What goes into the average cost of employee turnover calculations?

There are both qualitative and quantitative figures to consider when calculating the average cost of employee turnover, including:

Time spent filling the vacant position, including job approvals, recruiting, interviewing, and offers. 
  • Who was involved?
  • How many hours did they spend on these efforts?
  • What did that cost your organization?
    • Example: Pretend that your company needs to hire a Sales Representative. You perform the search internally using your HR team, all paid average US salaries. Here's what the average amount of time to recruit and hire for this role may look like:
      • HR Specialist @ 40 hours @ $16.83 p/hour = $673
      • HR Director @ four hours @ $38.46 p/hour = $153
      • Sales Manager @ 12 hours @ $28.85 p/hour = $346
Productivity loss from a poor performer or a vacancy in the role. 
  • The most straightforward way to determine the labor productivity for an organization is to select an average across all position types. 
  • Example: Picture that your company generates $80,000 worth of revenue in a week with 50 employees. Divide that revenue by the number of employees, and you will get your labor productivity figure for a single week per employee.
  • Now assume that each employee is associated with $1,600 in revenue per week. Annualized, this figure grows to $83,200 of revenue assigned to each employee or 8.6 percent of the businesses' total revenue. 
  • Let's assume the job is vacant for four weeks and there were no other productivity losses. Your vacancy cost for a single position is equal to $6,400.
Hard costs associated with recruiting and hiring a new employee, including marketing and recruitment costs.
  • Example: Hard costs can vary dramatically based on the job type, location, level of urgency, and job sites it may be marketed on. Here are the latest costs for some of the more popular job sites, according to each site's pricing pages as of May 2018.
    • Craigslist: $15 on average per post per month, with specific markets costing upwards of $35 and as high as $75 (San Francisco!)
    • Monster: $325 per standard job ad for 30 days
    • Indeed: Driven by a pay-per-click model, it allows an employer the most flexibility and control. On average, Indeed recommends a budget of $15 per day for entry-level professionals. So, if the Sales Representative job is posted on Indeed for 30 days, the recommended budget is $450.
    • LinkedIn: $495 per post per 30 days
    • If the job was posted on all the above sites for 30 days (which also assumes you filled that job in just 30 days), the cost in a single month to promote a single Sales Representative job could reach $1,285. But, let's assume you just put it on Indeed, the cost is still $450 per job per month.
Time spent on orientation, training, and employee onboarding. 
  • Who was involved?
  • How many hours did they spend training?
  • What did that cost the organization?
  • Example: Imagine that your company has hired five new employees and puts them through a two-day formal orientation/training program, with representatives from key departments "stopping in." The time costs in just these two days are:
    • Training Specialist @ 20 hours @ 16.83 p/hour = $337
    • HR Director @ two hours @ $38.46 p/hour = $77
    • Executive Team Member @ 30 minutes @ $120 p/hour = $60
    • Department Leads @ 3 hours total @ $48 p/hour on ave = $144
    • If all costs are totaled and then divided by the five new employees, the cost per employee for a two-day orientation/training program is $124

The mentioned points above don't even consider the overall burden it takes on employee morale, a department, or a manager.
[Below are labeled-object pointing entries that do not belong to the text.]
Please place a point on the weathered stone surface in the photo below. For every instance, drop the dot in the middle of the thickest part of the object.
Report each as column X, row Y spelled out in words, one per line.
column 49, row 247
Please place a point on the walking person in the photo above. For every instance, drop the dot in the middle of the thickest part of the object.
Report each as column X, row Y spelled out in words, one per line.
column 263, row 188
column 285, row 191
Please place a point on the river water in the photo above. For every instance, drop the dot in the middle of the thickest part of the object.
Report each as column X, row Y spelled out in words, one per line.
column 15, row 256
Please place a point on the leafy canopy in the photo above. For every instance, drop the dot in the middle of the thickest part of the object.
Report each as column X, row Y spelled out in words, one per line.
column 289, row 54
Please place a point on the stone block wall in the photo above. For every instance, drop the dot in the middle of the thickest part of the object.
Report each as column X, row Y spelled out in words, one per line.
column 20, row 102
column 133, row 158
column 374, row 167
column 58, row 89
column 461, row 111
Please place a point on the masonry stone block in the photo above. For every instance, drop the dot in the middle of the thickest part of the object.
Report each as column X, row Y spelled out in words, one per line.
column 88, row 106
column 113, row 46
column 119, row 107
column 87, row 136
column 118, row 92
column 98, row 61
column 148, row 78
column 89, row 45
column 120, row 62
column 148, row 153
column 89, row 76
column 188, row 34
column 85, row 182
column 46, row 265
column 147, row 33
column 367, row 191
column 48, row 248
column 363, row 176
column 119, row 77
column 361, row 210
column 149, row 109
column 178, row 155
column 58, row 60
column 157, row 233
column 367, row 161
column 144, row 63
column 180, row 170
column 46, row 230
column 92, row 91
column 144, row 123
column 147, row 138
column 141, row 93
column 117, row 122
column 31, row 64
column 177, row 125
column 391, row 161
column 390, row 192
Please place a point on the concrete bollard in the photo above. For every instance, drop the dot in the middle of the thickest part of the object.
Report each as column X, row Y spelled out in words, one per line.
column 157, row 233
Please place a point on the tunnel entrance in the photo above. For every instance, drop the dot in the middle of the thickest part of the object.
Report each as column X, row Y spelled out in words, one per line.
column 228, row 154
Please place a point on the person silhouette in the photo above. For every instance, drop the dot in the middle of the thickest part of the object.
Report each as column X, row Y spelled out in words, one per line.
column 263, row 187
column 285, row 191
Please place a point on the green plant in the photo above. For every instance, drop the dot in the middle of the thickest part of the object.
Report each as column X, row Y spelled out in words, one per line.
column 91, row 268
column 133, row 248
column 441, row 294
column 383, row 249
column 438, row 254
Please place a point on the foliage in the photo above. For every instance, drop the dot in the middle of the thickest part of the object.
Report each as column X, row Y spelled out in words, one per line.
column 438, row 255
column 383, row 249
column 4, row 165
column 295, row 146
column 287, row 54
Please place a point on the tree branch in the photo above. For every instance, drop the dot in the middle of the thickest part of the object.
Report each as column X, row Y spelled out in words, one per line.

Now, do the math for your organization using data that you can average, then run that cost against your employee turnover rate. This calculation will give you a baseline that you improve.

Employee turnover is inevitable, but having a clearer focus on the true costs of employees leaving and coming into your organization, will help you allocate costs. It will also give you insights into aspects of the recruitment and hiring process that you may want to improve, outsource or decrease.